Mauro attended the normal primary and senior schooling in South Africa and in his teenage years that he studied Commercial Art at college.
He had always drawn and painted as a child, but had no real encouragement from the outside to seek formal tuition.
In school he loved painting and sketching and when he left college, he started working as a silkscreen graphic printer and manager. On the weekends, he would paint and draw for extra income and exhibited at the Park.
For Mauro, the Impressionists, Post-Impressionists and Expressionists and particularly their use of light and colour made the biggest impact. Matisse, Cézanne, Monet and Manet from the European stable and in South Africa, G. Goodman, Hugo Naudé and Titto Fasciciotti were also big in influences.
But of course, the biggest influences on Mauro were the scenes he captured, the interaction of people in that scenery, the colours, attitudes, and movement. His Vineyard scenes and Namaqualand flowers are particularly good examples.
Definitely a Post-Impressionist, Mauro Chiarla uses oil pastel, acrylic and oil paints as the main media for his works on paper, board and on canvas.

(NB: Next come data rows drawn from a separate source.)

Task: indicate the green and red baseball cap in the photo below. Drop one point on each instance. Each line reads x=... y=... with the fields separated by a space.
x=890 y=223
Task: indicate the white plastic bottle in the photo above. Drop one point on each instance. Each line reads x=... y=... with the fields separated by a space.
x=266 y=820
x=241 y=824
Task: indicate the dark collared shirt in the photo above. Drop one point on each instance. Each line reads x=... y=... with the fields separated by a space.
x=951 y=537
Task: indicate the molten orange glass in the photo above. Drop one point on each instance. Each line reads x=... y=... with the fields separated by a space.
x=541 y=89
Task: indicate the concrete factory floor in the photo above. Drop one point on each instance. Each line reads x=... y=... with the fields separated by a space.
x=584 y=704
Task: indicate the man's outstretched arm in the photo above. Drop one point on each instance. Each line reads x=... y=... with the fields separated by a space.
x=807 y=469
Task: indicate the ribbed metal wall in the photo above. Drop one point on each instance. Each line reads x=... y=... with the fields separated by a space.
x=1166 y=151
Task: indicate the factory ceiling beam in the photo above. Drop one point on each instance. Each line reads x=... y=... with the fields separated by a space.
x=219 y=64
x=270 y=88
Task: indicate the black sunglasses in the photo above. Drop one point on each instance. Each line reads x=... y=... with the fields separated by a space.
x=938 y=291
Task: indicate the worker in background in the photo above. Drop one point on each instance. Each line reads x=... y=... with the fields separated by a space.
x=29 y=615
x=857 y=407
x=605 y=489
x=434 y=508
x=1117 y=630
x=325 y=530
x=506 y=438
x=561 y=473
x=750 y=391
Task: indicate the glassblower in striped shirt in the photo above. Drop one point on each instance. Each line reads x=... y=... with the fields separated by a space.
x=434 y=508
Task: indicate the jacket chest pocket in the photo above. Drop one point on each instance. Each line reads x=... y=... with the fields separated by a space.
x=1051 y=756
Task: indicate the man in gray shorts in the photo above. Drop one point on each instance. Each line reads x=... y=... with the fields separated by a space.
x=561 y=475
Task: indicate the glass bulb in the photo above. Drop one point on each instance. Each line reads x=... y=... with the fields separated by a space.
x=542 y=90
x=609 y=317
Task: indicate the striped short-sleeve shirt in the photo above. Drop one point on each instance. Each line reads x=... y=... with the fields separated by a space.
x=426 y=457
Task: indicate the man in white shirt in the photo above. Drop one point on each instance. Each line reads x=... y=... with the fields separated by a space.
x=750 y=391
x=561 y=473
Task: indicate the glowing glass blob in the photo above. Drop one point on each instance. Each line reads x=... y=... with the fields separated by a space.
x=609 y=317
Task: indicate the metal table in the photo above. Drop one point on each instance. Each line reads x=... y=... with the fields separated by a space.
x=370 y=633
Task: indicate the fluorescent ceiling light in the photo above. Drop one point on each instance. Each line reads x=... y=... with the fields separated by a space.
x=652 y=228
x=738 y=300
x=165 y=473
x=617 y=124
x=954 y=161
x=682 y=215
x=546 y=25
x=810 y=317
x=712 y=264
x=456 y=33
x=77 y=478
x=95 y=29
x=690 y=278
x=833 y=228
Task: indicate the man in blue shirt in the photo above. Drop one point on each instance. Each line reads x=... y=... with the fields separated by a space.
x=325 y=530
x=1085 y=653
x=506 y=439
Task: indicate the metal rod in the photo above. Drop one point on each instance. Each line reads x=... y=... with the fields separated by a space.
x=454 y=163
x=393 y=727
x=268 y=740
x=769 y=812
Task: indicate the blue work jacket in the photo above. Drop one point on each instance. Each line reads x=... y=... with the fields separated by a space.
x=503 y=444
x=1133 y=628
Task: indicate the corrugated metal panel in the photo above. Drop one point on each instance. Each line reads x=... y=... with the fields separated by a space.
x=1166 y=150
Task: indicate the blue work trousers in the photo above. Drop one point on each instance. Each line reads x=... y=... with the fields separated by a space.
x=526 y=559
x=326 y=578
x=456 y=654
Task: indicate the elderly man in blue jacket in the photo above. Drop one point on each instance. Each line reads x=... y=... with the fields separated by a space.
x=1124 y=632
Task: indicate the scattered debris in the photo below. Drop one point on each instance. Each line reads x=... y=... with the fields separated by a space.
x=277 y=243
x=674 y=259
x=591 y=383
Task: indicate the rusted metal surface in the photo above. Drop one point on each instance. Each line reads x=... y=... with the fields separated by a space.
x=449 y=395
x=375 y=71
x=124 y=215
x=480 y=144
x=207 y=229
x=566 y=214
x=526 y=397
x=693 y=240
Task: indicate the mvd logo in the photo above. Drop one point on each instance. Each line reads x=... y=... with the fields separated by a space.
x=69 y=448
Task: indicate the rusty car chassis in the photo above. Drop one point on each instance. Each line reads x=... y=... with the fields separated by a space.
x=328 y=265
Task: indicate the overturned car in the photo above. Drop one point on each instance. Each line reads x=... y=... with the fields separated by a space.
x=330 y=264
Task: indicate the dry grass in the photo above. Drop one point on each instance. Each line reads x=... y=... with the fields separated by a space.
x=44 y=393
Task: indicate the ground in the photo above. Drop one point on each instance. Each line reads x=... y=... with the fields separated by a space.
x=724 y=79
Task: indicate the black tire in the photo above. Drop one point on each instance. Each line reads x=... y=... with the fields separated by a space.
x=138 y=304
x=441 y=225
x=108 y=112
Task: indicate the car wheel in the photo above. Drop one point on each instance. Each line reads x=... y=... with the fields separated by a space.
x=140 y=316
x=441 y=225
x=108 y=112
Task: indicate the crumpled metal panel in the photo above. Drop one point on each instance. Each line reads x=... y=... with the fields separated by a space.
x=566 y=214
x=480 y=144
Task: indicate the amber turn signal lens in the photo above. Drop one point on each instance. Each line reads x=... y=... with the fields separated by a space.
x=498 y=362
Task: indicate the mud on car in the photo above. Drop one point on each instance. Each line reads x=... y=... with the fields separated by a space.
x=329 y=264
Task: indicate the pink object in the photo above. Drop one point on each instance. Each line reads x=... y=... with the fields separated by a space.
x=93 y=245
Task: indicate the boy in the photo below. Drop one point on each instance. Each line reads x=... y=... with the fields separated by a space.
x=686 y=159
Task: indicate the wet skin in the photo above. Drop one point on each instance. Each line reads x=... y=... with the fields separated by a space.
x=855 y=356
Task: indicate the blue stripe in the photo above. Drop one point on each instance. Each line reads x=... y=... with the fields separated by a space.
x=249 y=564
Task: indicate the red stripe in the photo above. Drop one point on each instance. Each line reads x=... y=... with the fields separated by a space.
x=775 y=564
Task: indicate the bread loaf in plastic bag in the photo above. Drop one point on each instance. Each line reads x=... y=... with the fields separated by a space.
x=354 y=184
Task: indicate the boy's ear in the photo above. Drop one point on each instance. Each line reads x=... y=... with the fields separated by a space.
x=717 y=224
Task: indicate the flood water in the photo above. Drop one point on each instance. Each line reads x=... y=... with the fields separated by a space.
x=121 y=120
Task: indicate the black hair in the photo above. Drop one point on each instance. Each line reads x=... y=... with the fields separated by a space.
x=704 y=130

He is able to combine colours in support and contrast in a way that thrills the viewers.
Every two years Mauro and his wife revisit in particular, Umbria and Tuscany, where he paints and draws to capture scenes, take photographs to complete the research.
Main subjects depicted in all sizes in his paintings are landscapes from Southern Africa and Europe, Seascapes, Tuscan buildings and landscapes, his beloved African market scenes and wood carrier women, still lifes and interiors. Mauro has also done a series of abstract art.
Mauro Chiarla is always ready to learn and apply himself to new subjects and formats. He finds great fulfillment when his pictures tell a story to others and yield dimensions of emotions unknown to him during the creation of the work. .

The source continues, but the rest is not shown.